Cute bungalows hymn to the quiet life on both side of road. Our convoy slows down and veers to the right. Outside a green bungalow with a pink coated veranda wall is an elderly man with very defensive black rosary-crucifix around his neck, squarish glass, sandals and denim pants. He is the chief of the community.
"This is were the Super high way passes through. Starting from Bakassi, all the way to here and..."
Umo body turns and then his arms stretches with his voice into the dense horizon.

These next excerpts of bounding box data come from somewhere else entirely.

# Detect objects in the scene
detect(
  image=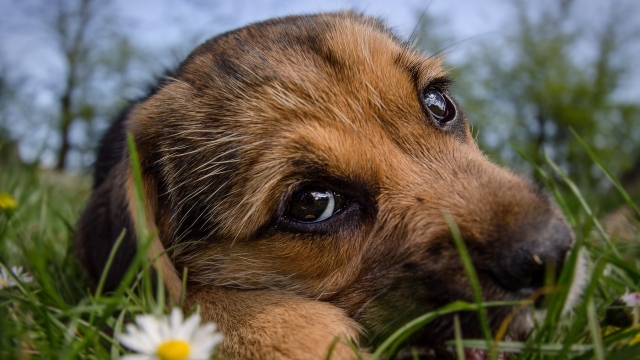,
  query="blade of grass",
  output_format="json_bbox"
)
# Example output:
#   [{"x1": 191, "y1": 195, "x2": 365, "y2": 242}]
[
  {"x1": 545, "y1": 154, "x2": 618, "y2": 254},
  {"x1": 444, "y1": 213, "x2": 498, "y2": 359},
  {"x1": 570, "y1": 129, "x2": 640, "y2": 219},
  {"x1": 453, "y1": 314, "x2": 465, "y2": 360},
  {"x1": 587, "y1": 299, "x2": 605, "y2": 360}
]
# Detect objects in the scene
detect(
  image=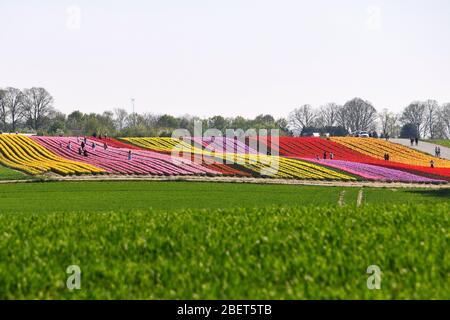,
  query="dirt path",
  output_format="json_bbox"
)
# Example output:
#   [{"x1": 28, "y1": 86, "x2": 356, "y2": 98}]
[
  {"x1": 0, "y1": 175, "x2": 450, "y2": 189},
  {"x1": 390, "y1": 139, "x2": 450, "y2": 160}
]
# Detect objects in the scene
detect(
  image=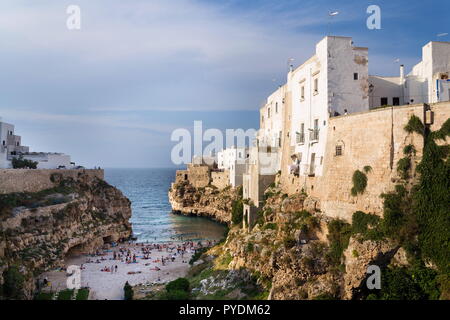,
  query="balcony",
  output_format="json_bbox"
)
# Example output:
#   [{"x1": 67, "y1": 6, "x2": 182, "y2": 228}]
[
  {"x1": 296, "y1": 132, "x2": 305, "y2": 144},
  {"x1": 309, "y1": 129, "x2": 319, "y2": 142}
]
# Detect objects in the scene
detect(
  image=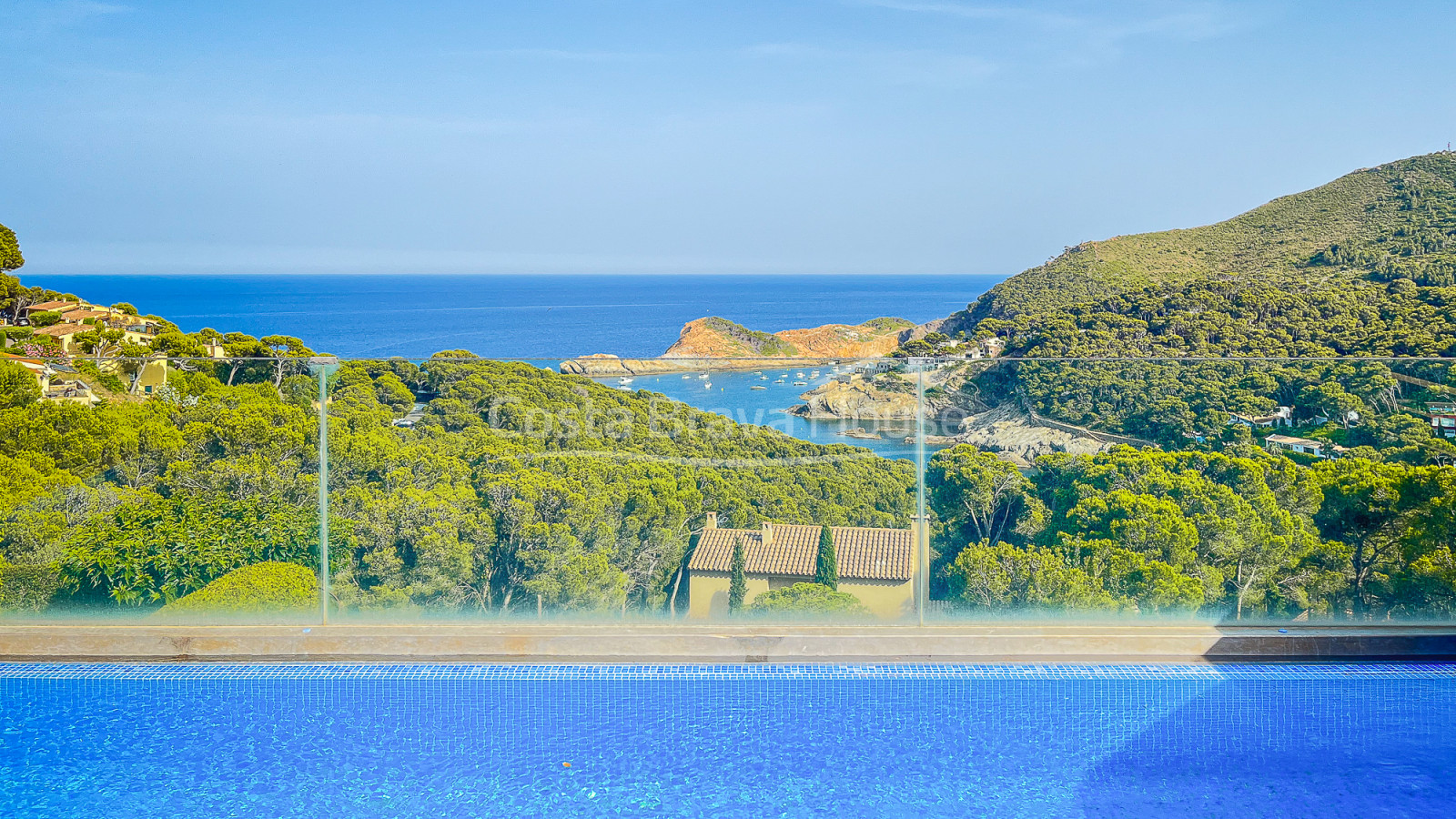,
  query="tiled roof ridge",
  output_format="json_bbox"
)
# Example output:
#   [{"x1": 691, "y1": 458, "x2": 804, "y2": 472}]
[{"x1": 687, "y1": 521, "x2": 915, "y2": 581}]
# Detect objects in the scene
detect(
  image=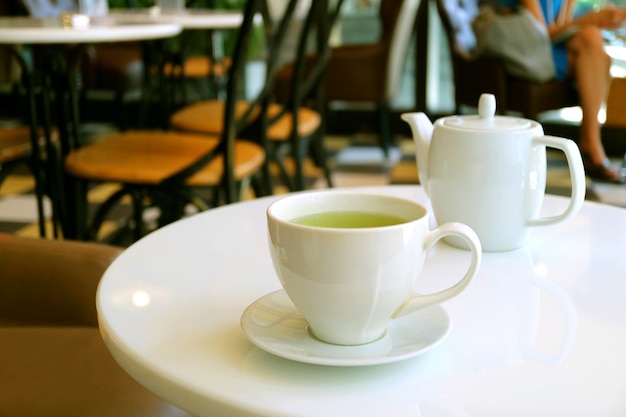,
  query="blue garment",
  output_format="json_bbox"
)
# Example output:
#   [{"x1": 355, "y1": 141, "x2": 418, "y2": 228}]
[{"x1": 498, "y1": 0, "x2": 568, "y2": 80}]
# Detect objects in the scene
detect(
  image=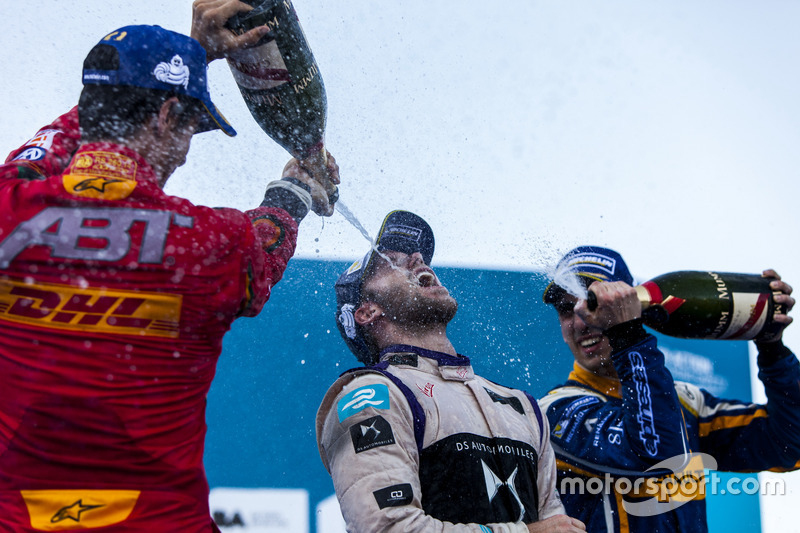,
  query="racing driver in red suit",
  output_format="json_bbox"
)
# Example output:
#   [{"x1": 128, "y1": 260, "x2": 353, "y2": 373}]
[{"x1": 0, "y1": 0, "x2": 339, "y2": 533}]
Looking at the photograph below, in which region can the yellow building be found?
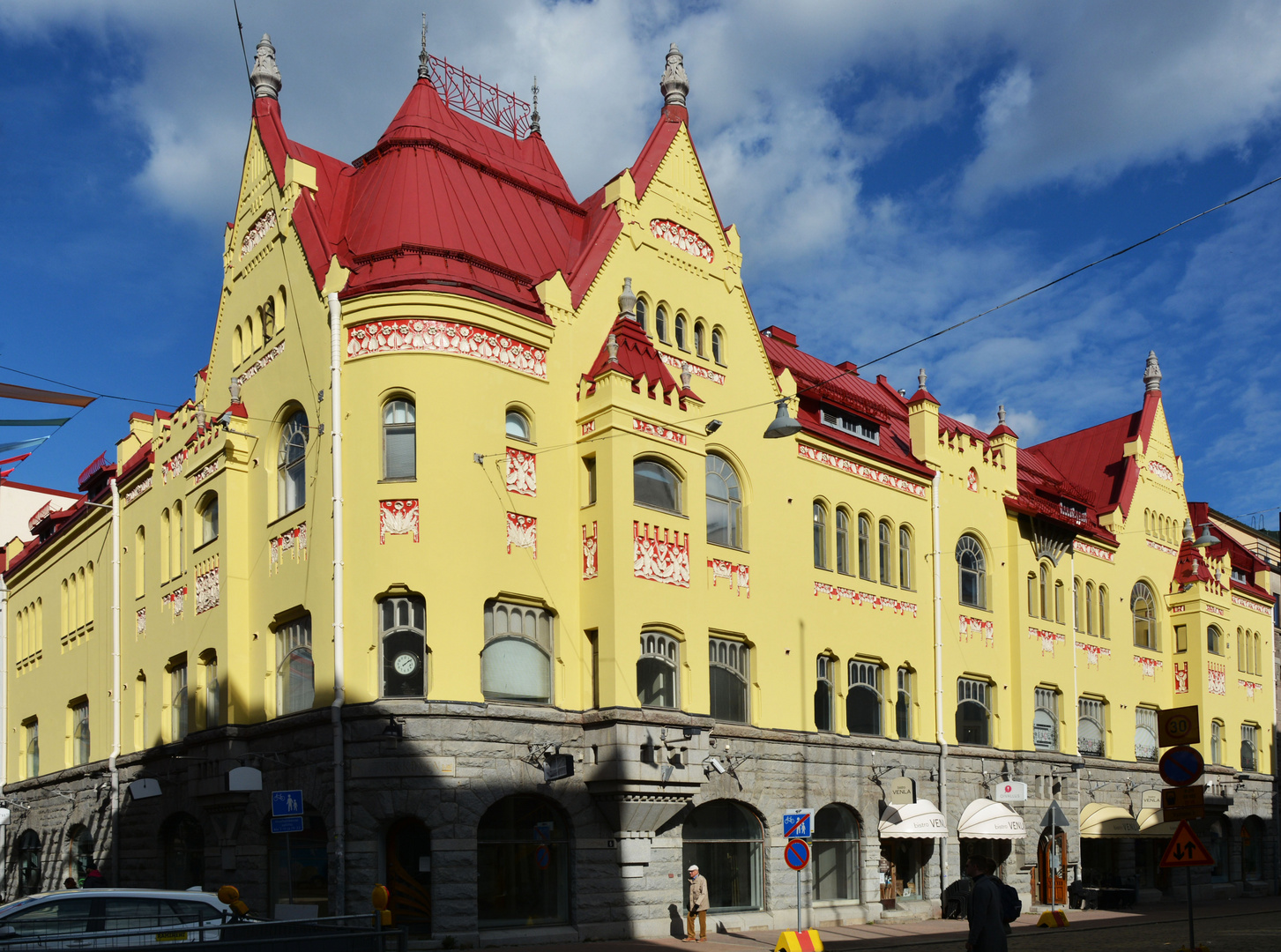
[4,37,1276,941]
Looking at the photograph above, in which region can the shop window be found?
[845,661,884,737]
[378,594,427,697]
[275,615,317,714]
[275,410,309,517]
[160,814,205,889]
[812,803,862,901]
[957,678,992,745]
[477,796,570,929]
[637,632,681,707]
[480,601,554,703]
[709,638,750,724]
[631,460,681,515]
[956,536,987,608]
[707,454,743,548]
[383,398,418,480]
[681,800,764,912]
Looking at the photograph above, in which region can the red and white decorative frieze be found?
[241,209,275,257]
[814,582,916,618]
[266,523,308,576]
[507,512,538,559]
[196,556,221,615]
[347,319,547,381]
[1233,593,1272,615]
[378,500,418,546]
[507,446,538,496]
[583,522,600,579]
[1027,628,1067,655]
[797,443,927,500]
[659,351,725,387]
[124,472,151,506]
[1134,655,1166,678]
[650,218,716,264]
[958,615,996,649]
[1205,661,1227,695]
[631,416,688,446]
[1072,539,1116,562]
[707,559,752,599]
[631,522,689,588]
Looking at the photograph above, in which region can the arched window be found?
[480,601,554,703]
[681,800,764,912]
[637,632,681,707]
[631,460,681,515]
[956,536,987,608]
[709,638,750,724]
[275,410,310,517]
[1130,582,1157,651]
[859,515,872,579]
[378,594,427,697]
[477,796,570,929]
[845,661,885,737]
[814,500,828,569]
[507,410,534,443]
[707,454,743,548]
[196,492,218,545]
[160,814,205,889]
[383,398,418,480]
[275,615,317,714]
[957,678,992,745]
[814,803,862,901]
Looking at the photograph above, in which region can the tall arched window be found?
[631,460,681,515]
[378,594,427,697]
[707,454,743,548]
[956,536,987,608]
[637,632,681,707]
[477,796,570,929]
[845,661,885,737]
[1130,582,1157,651]
[383,398,418,480]
[480,601,554,703]
[275,410,310,517]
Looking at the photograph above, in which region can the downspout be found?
[930,470,948,902]
[329,291,347,916]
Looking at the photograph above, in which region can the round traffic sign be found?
[783,839,809,871]
[1157,747,1205,786]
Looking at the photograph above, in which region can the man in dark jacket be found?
[964,856,1007,952]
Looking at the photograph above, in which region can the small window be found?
[637,632,681,709]
[709,638,750,724]
[631,460,681,515]
[383,400,418,480]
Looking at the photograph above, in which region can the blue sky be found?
[0,0,1281,528]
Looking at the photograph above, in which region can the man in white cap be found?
[684,866,709,941]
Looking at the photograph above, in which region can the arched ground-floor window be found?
[477,796,570,929]
[681,800,764,912]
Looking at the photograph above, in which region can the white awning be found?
[1136,807,1179,837]
[876,800,948,839]
[957,797,1027,839]
[1081,803,1139,839]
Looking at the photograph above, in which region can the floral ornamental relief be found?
[347,319,547,381]
[378,500,418,546]
[507,446,538,496]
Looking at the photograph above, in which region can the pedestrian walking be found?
[684,866,709,941]
[964,856,1007,952]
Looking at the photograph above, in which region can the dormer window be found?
[823,406,880,446]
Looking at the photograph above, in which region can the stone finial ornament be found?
[1143,350,1160,393]
[659,43,689,107]
[249,33,282,99]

"...beyond. 180 communities have been forced of their land." 
"180!"
"Yes they just woke up one morning and saw bulldozers." There is a gap in between the trees on both sides of the road. A cacophony from the caterpillars with very human legs. With the community leader our chief we cross the road and march on the fallen grass land. Roughy one hundred meters away is are defiant palms trees that create a barrier between where us and where no man has gone before. The air is gentle the sun warm. As we walk the clearing narrows to a bush path.
"Watch out!" Williams points at the earth. A moving line of black morphs into the workers of the world.
"Look, Ants." someone exclaimed. A path bisects our path, slowly we step over the column and march much less industrially. Benedette flicks at the ants in her sweat pants.
"If any bite you just squeeze." Willlam voiced out a decree. I wonder if Benedette's buddist beliefs would make that objectionable.
"Pick up a bee from kindness and know the limitation of kindness."
"I'm okay." Her two feet are now earthed.
"If you want to distract them you just place a piece of paper, white paper on their path....it summons them to court." William spoke with a Solomonic wisdom and let out a laugh.